Vlast (Power) (2010)
The New Russia in the grip of Putin
26 April 2015
Biting documentary viewed at the 2010 Los Angeles Film Festival. The collapse of the Soviet Union led to a volatile but highly advantageous environment for young Russian businessmen eager to build the fledgling market economy by any means necessary. Striking extraordinary deals with the government to acquire newly privatized industries, a small group of men became phenomenally rich almost overnight. The most successful of these oligarchs was Mikhail Khodorkovsky, who quickly became the wealthiest man in Russia.

"VLAST" (director/producer Cathryn Collins) means "power" in Russian and this review of the persecution, high profile trial, and eventual imprisonment of a Jewish oligarch- entrepreneur, Mikhail Khodorkovsky, makes the case that the new Russia, under the powerful grip of Vladimir Putin, former ace agent of the dreaded KGB, is now worse off than it was under Communism. Following the regime change in the early nineties Khodorowsky, along with many others, became an overnight billionaire when he took over the petroleum giant Promos. When he got a little too big for his boots and started making noises about true political reform, even suggesting that he might run for office — he and his followers were either hounded into exile or put into prison.
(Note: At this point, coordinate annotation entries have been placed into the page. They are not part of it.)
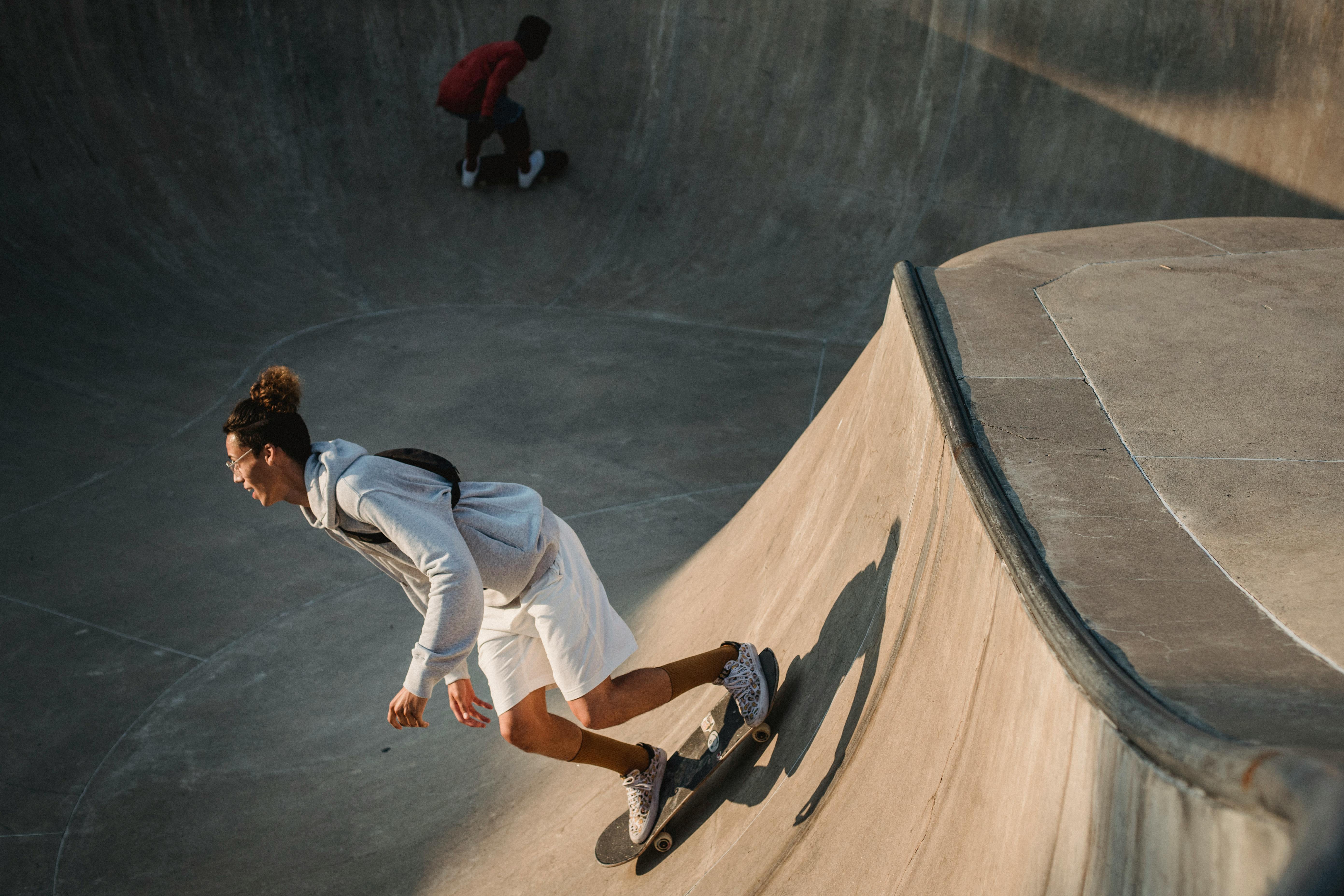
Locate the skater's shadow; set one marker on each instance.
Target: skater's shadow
(853, 629)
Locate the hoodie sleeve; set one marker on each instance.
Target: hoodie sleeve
(506, 71)
(429, 538)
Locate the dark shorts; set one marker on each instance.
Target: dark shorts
(506, 114)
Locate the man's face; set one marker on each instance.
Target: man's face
(252, 472)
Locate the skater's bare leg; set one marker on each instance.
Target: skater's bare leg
(478, 132)
(533, 729)
(621, 699)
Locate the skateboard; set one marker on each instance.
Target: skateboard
(500, 170)
(720, 734)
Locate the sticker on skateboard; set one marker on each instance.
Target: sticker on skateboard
(500, 169)
(713, 742)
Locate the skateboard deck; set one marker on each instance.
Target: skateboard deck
(720, 734)
(500, 170)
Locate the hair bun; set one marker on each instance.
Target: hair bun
(277, 390)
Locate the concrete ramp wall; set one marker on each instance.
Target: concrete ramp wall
(929, 738)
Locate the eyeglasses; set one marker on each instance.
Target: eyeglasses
(233, 463)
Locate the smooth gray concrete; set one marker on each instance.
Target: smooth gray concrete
(1167, 414)
(193, 193)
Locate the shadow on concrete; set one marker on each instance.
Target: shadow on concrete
(853, 629)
Interviews with his defense lawyer, now living in the US, are particularly telling about the new Russian abuse of power at the highest levels, and the entire tenor of the film is set at the very beginning by an elderly Russian lady in a protesting crowd who exclaims "Vote for Putin? –Are you kidding! –We knew what would happen if the KGB ever got back in power…" Director Cathryn Collins had no filmmaking experience before this, but did have a long term interest in the Soviet Union, and the result is a remarkably professional, informative, and rather terrifying piece of documentary filmmaking.